Thursday, November 8, 2007

greener dry cleaner?

Admittedly, dry cleaning does not have many redeeming features. It's easy to list all of the environmentally detrimental steps involved in the process: First I load dirty clothes into my car and use fossil fuels to drive to the dry cleaners to drop off the dirty clothes, then the dry cleaner uses chemicals to clean my clothes, and when the clothes are clean, the cleaners swaths each clothing item in non-reusable plastic, and hangs each item on its own metal hanger, and finally, I use fossil fuels to drive back over to the cleaners to pick up my clean clothes.
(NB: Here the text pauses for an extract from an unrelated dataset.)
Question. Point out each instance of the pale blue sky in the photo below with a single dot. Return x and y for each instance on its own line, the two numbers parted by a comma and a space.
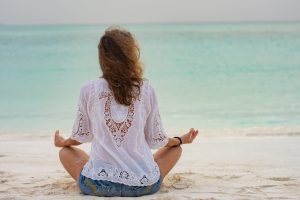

The whole scheme is no better then say, driving an RV cross country. (Well, maybe not that bad.) Short of not ever setting foot in a dry cleaner's again, is there any possible way to improve this environmental sink-hole? (There no green cleaners where I live.) I recently started collecting those flimsy wire hangers instead of tossing them out, and when I had filled a recyclable Whole Foods bag full of hangers, I brought my loot back to my dry cleaner, and he accepted my recycled hangers handily. I don't think that my dry cleaner is enormously worried about global warming, I think he likes the money he saves from not needing to buy new hangers, but no matter: I bring my used hangers back with every visit.

3 comments:

Unknown said...

Redeeming features? Look a little deeper. First, your clothes are cleaned with a large amount of other garments, saving over say doing a load of wash of your own clothes which would take more energy, water, and contribute more pollution.
While I can't speak for your cleaner, there are some that care about all that you mention. Why? Hey, it's our planet too.
We need clean clothes, how we go about cleaning them is the point.
Cleaning in a green way takes more time and effort but the result is a matter of pride.

signed: The Green Belletrist: caring green cleaner. Go to: http://DistinctiveCleaners.Com

rlovinger said...

This may well save some energy otherwise lost but it assumes that anyone else who does this will have hangers as clean as yours. But if they use a hanger to dry someone's wet, dirty clothes before taking the hangers to the cleaners, that assumption is problematic. I think some cleaners won't take used hangers.

Greendoc said...

Thomas--Thanks for your perspective. I hope a green cleaners opens near my home in the future so I can take advantage of this more environmentally-friendly technology.